Maserati guarda alla Cina: trattative con Huawei e JAC per un nuovo modello
Stellantis starebbe trattando con Huawei e JAC per rilanciare Maserati. Il progetto potrebbe portare a un primo modello condiviso entro la fine del 2027
Il futuro di Maserati potrebbe passare anche dalla Cina. Stellantis starebbe discutendo una cooperazione industriale con Huawei e JAC per sviluppare una nuova generazione di vetture del Tridente, in un momento particolarmente delicato per il marchio italiano. Le trattative, riportate da Milano Finanza e confermate a Reuters da due fonti, non avrebbero ancora portato a un accordo definitivo.
L’ipotesi è però significativa: Maserati potrebbe utilizzare tecnologie e competenze cinesi per ridurre costi e tempi di sviluppo, mantenendo sotto il proprio controllo elementi fondamentali come design, messa a punto e posizionamento. Il primo veicolo nato dalla collaborazione potrebbe entrare in produzione entro fine 2027, qualora il progetto venisse approvato.
Huawei potrebbe fornire il “cervello”
La possibile alleanza vedrebbe Huawei occuparsi soprattutto della componente digitale. Il colosso tecnologico potrebbe mettere a disposizione la piattaforma Harmony Intelligent Mobility e le proprie competenze in software, connettività, elettronica e sistemi di assistenza alla guida.
JAC avrebbe invece un ruolo maggiormente legato alla parte industriale e automobilistica. Maserati continuerebbe a occuparsi degli aspetti necessari per caratterizzare il prodotto come una vettura del Tridente.
Tra gli scenari allo studio ci sarebbe persino quello di sviluppare due modelli basati sulla stessa architettura. In Cina la vettura potrebbe essere commercializzata attraverso Maextro, marchio di lusso nato dalla collaborazione tra Huawei e JAC, mentre sui mercati internazionali una variante porterebbe il marchio Maserati.
Proprio la differenziazione rappresenterebbe uno degli aspetti più delicati: condividere tecnologia permette di abbattere gli investimenti, ma per Maserati sarebbe fondamentale mantenere una personalità sufficientemente distinta.
Vendite precipitate sotto quota 8.000
A spiegare perché Stellantis stia valutando soluzioni così profonde sono soprattutto i numeri. Maserati avrebbe consegnato circa 7.900 vetture nel 2025, contro le 11.300 dell’anno precedente. Il calo sarebbe quindi nell’ordine del 30%.
A questo risultato si aggiunge una perdita operativa rettificata indicata in 198 milioni di euro. Volumi tanto ridotti rendono particolarmente oneroso sostenere autonomamente lo sviluppo di piattaforme, software, elettronica e nuove tecnologie elettrificate.
Maserati dispone già di una gamma a batteria composta da modelli come Grecale Folgore, GranTurismo Folgore e GranCabrio Folgore, ma l’elettrificazione non è stata sufficiente a riportare le vendite sui livelli necessari.

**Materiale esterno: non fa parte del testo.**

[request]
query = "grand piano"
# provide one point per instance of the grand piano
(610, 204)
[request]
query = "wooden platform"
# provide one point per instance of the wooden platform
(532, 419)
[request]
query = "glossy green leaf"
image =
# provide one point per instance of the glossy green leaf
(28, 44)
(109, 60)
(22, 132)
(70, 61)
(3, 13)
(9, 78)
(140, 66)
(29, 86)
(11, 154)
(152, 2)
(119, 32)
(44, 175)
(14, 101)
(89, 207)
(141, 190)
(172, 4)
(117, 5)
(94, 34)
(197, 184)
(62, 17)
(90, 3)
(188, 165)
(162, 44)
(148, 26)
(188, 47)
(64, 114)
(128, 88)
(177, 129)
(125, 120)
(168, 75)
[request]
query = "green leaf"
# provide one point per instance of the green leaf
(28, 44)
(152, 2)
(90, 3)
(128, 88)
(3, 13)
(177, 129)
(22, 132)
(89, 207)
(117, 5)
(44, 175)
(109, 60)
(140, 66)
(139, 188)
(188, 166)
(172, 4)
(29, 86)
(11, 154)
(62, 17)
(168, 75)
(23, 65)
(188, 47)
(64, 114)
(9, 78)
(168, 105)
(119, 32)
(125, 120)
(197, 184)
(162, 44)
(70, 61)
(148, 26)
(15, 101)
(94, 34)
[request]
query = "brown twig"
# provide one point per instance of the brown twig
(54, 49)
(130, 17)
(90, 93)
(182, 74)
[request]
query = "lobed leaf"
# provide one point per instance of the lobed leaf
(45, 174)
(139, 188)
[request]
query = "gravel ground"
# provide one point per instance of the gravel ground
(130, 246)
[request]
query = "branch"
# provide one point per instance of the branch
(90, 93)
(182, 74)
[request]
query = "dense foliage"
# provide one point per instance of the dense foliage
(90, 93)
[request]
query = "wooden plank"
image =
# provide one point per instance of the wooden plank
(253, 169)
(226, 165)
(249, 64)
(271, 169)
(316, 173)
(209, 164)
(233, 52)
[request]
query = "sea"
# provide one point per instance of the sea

In gioco anche le fabbriche italiane
La questione riguarda inoltre l’attività produttiva italiana. Stellantis sta cercando soluzioni per migliorare l’utilizzo degli stabilimenti di Modena e Cassino, entrambi legati alle attività Maserati. Una collaborazione con partner cinesi potrebbe contribuire al rilancio industriale, anche se al momento non è stabilito dove verrebbe prodotto l’eventuale nuovo modello.
Il CEO di Stellantis Antonio Filosa aveva già spiegato a giugno che il gruppo stava valutando nuove partnership produttive, Maserati compresa. Non sarebbe nemmeno il primo avvicinamento alla Cina: Stellantis ha già rapporti con realtà come Leapmotor e Dongfeng, mentre Bloomberg aveva riferito di precedenti discussioni riguardanti Maserati con Xiaomi e Xpeng.
Nessun accordo è ancora firmato
Per il momento, però, sarebbe prematuro parlare di una Maserati cinese già decisa. Non risultano confermati piattaforma, motori, batterie, autonomia o prezzi, e le trattative potrebbero ancora cambiare direzione oppure non concretizzarsi.
La posta in gioco resta elevata. Una collaborazione con Huawei e JAC permetterebbe a Maserati di accedere rapidamente a tecnologie avanzate e condividere parte degli enormi costi di sviluppo. Allo stesso tempo, il Tridente dovrebbe evitare che questa razionalizzazione trasformi una Maserati in un semplice modello condiviso con un marchio differente.
Se l’accordo arriverà, la vera sfida sarà proprio questa: sfruttare la tecnologia cinese senza perdere quell’identità italiana sulla quale Maserati ha costruito oltre un secolo di storia.